Drug Interactions between avapritinib and deferiprone
This report displays the potential drug interactions for the following 2 drugs:
- avapritinib
- deferiprone
Interactions between your drugs
deferiprone avapritinib
Applies to: deferiprone and avapritinib
GENERALLY AVOID: Coadministration of deferiprone and other drugs that can cause neutropenia or agranulocytosis may increase the risk and/or severity of hematologic toxicity. Serious infection and death have been reported. The mechanism by which deferiprone leads to neutropenia or agranulocytosis is unknown. In pooled clinical trials of 642 patients with thalassemia syndromes, neutropenia occurred in 6.2% and agranulocytosis in 1.7% of deferiprone-treated patients. Similarly, agranulocytosis occurred in 1.5% of deferiprone-treated patients in pooled clinical trials of 196 patients with sickle cell disease or other anemias. Pediatric patients experienced a higher rate of decreases in neutrophil count when compared to adults being treated with deferiprone for the same condition. Neutropenia and agranulocytosis generally resolve upon discontinuation of deferiprone.
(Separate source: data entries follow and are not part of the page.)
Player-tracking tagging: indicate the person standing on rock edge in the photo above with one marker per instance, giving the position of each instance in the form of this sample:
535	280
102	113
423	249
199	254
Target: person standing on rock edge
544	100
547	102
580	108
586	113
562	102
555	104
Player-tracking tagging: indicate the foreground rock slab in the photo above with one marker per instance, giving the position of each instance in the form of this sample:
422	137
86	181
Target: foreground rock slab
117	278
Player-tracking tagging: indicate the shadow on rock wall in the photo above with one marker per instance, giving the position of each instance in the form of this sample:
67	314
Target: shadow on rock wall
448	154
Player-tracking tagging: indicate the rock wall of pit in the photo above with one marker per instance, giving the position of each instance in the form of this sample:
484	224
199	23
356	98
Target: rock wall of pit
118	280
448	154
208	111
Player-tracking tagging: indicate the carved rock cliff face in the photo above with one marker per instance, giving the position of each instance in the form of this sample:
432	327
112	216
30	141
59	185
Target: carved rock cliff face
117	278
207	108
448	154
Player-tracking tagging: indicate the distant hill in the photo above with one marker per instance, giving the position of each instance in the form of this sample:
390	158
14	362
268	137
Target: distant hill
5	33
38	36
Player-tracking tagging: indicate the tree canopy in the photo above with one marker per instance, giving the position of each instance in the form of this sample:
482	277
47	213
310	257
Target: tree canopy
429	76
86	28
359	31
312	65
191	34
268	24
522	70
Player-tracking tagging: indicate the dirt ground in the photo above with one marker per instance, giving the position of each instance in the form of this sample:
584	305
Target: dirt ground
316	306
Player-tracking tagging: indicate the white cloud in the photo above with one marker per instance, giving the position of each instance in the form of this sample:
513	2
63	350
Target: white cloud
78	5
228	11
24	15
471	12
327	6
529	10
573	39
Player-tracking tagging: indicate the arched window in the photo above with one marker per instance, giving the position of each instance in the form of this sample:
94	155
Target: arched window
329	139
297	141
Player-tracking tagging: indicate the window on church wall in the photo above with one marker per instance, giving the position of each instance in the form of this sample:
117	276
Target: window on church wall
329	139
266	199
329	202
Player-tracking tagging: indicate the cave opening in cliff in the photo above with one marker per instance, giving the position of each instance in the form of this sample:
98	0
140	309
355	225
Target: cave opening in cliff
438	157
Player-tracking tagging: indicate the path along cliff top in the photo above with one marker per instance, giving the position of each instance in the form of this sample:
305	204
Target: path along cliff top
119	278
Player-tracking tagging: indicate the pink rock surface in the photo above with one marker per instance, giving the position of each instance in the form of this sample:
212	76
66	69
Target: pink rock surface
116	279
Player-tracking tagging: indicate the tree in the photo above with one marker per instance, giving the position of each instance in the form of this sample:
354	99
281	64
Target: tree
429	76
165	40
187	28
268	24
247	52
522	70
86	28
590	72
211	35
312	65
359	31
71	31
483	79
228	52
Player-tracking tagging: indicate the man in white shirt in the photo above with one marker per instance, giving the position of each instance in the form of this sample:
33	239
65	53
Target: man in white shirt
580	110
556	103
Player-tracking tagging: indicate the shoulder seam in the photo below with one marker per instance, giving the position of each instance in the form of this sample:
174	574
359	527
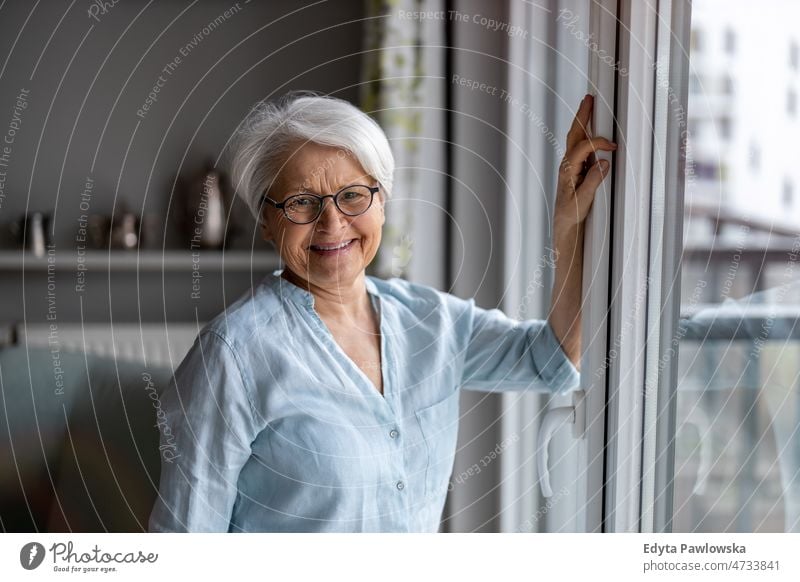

MANAGEMENT: Concomitant use of deferiprone with other drugs known to be associated with neutropenia or agranulocytosis should generally be avoided. Some authorities consider this combination to be contraindicated. If coadministration is unavoidable, the patient's baseline absolute neutrophil count (ANC) should be measured and then closely monitored during deferiprone therapy according to the manufacturer's product labeling. If neutropenia or infection develops, deferiprone and any other concomitant therapy associated with neutropenia or agranulocytosis should be discontinued. A complete blood cell (CBC) count, including a white blood cell (WBC) count corrected for the presence of nucleated red blood cells, an ANC, and a platelet count should be obtained daily until recovery. Patients should be advised to seek immediate medical assistance if they develop symptoms of infection (e.g., fever, sore throat, flu-like symptoms). For patients who develop agranulocytosis (ANC less than 0.5 x 10^9/L), hospitalization should be considered, and deferiprone should not be resumed following recovery unless potential benefits outweigh the risks. Likewise, patients who develop neutropenia with deferiprone should not be rechallenged unless potential benefits outweigh the risks.
References
- (2023) "Product Information. Ferriprox (deferiprone)." Chiesi Ltd
- (2022) "Product Information. Ferriprox (deferiprone)." Apotex Pty Ltd, 2.0
- (2023) "Product Information. Ferriprox MR (deferiprone)." Chiesi Canada Corp
- (2023) "Product Information. Ferriprox (deferiprone)." Chiesi USA, Inc
Drug and food interactions
avapritinib food
Applies to: avapritinib
GENERALLY AVOID: Grapefruit juice may increase the plasma concentrations of avapritinib. The proposed mechanism is inhibition of CYP450 3A4-mediated first-pass metabolism in the gut wall by certain compounds present in grapefruit. Inhibition of hepatic CYP450 3A4 may also contribute. The interaction has not been studied with grapefruit juice, but has been reported for other CYP450 3A4 inhibitors. Based on pharmacokinetic modeling, administration of avapritinib (300 mg once daily) in combination with the potent CYP450 3A4 inhibitor itraconazole (200 mg once daily) is predicted to increase avapritinib systemic exposure (AUC) by 600% at steady state, while administration with the moderate CYP450 3A4 inhibitor fluconazole (200 mg once daily) is predicted to increase avapritinib systemic exposure (AUC) by 210% at steady state. In general, the effect of grapefruit juice is concentration-, dose- and preparation-dependent, and can vary widely among brands. Certain preparations of grapefruit juice (e.g., high dose, double strength) have sometimes demonstrated potent inhibition of CYP450 3A4, while other preparations (e.g., low dose, single strength) have typically demonstrated moderate inhibition. Increased exposure to avapritinib may increase the risk and/or severity of serious adverse effects such as intracranial hemorrhage, cognitive impairment, mood disorders, hallucinations, edema, and decreases in hemoglobin, leukocytes, neutrophils, and platelets.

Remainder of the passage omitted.